Autour des manifestants, les réactions sont diverses. Beaucoup passent leur chemin sans s'arrêter, saisissant au vol un des tracts distribués par des militantes au tee-shirt rose. Certains s'arrêtent, intrigués par le spectacle. Un homme en costume-cravate confie à son collègue: «Je suis agréablement surpris: d'habitude, ce genre de manifestations rassemble des extrémistes; là on dirait que non.» D'autres enfin s'immiscent dans la foule, posent des questions aux militants et détaillent le tract, comme Alexandra, la trentaine, qui rejoint une amie pour déjeuner: «Je suis assez d'accord avec ça, et plutôt attachée au schéma traditionnel. Désolée, je ne suis pas très progressiste !», dit-elle en riant.

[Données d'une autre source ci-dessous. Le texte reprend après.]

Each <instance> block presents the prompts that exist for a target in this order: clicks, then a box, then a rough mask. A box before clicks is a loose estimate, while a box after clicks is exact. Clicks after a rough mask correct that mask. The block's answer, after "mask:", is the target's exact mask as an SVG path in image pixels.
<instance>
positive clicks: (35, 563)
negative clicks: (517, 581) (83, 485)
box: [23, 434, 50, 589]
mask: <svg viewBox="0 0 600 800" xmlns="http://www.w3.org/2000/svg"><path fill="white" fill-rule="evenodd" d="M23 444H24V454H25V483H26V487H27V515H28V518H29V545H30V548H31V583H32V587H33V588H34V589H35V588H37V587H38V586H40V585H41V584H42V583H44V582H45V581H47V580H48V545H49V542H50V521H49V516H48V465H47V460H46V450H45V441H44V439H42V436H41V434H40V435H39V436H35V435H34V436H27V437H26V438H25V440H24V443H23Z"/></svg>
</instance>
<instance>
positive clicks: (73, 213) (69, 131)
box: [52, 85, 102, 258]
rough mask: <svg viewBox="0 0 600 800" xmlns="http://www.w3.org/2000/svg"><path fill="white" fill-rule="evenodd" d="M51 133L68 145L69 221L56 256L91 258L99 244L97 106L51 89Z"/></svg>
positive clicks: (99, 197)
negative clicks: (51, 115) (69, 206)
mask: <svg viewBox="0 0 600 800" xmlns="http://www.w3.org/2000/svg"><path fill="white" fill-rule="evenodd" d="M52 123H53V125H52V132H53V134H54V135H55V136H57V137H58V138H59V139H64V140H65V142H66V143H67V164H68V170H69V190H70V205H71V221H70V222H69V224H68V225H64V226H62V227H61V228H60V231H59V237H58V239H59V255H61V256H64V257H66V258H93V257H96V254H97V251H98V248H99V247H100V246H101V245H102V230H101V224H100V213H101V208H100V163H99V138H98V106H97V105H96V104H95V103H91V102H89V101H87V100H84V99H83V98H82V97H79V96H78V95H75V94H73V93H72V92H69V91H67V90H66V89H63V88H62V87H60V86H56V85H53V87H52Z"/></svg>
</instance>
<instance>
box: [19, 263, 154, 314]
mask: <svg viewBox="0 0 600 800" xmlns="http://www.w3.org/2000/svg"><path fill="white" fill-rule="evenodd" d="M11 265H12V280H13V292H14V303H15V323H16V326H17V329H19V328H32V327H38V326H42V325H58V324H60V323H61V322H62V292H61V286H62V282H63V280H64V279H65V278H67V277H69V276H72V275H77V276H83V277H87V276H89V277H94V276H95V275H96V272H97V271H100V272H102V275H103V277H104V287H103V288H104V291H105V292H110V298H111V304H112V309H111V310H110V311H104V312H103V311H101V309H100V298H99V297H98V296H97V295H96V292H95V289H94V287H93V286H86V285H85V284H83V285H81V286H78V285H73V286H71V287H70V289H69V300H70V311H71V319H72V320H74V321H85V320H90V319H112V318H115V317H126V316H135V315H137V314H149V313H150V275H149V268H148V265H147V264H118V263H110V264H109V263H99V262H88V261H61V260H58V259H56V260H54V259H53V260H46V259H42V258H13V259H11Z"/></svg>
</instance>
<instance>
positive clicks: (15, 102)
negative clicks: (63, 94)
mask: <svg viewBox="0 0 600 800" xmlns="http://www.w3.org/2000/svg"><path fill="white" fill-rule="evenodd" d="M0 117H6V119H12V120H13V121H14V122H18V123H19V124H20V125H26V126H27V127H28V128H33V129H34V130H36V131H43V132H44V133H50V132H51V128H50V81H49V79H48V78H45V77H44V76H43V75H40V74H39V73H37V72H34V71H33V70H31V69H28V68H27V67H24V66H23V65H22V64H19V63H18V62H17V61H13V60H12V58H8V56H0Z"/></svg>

Bien qu'elle n'ait «rien contre les couples homos», elle affirme que sur le sujet de l'adoption par deux personnes de même sexe, «on ne sait pas où on va, on ne saura ses effets sur les effets que dans vingt, trente ans.» Mais il y a eu aussi, lorsque l'«enfant» déguisé est repassé parmi la foule, cette femme criant, à côté de la foule: «C'est scandaleux, ce message réactionnaire que vous portez !» A la responsable presse qui se précipite vers elle, elle déclare: «Je ne suis pas homosexuelle, mais soyons tolérants!». Avant de quitter l'esplanade, le pas rapide.

Des manifestations étaient également organisées à Lyon et à Marseille.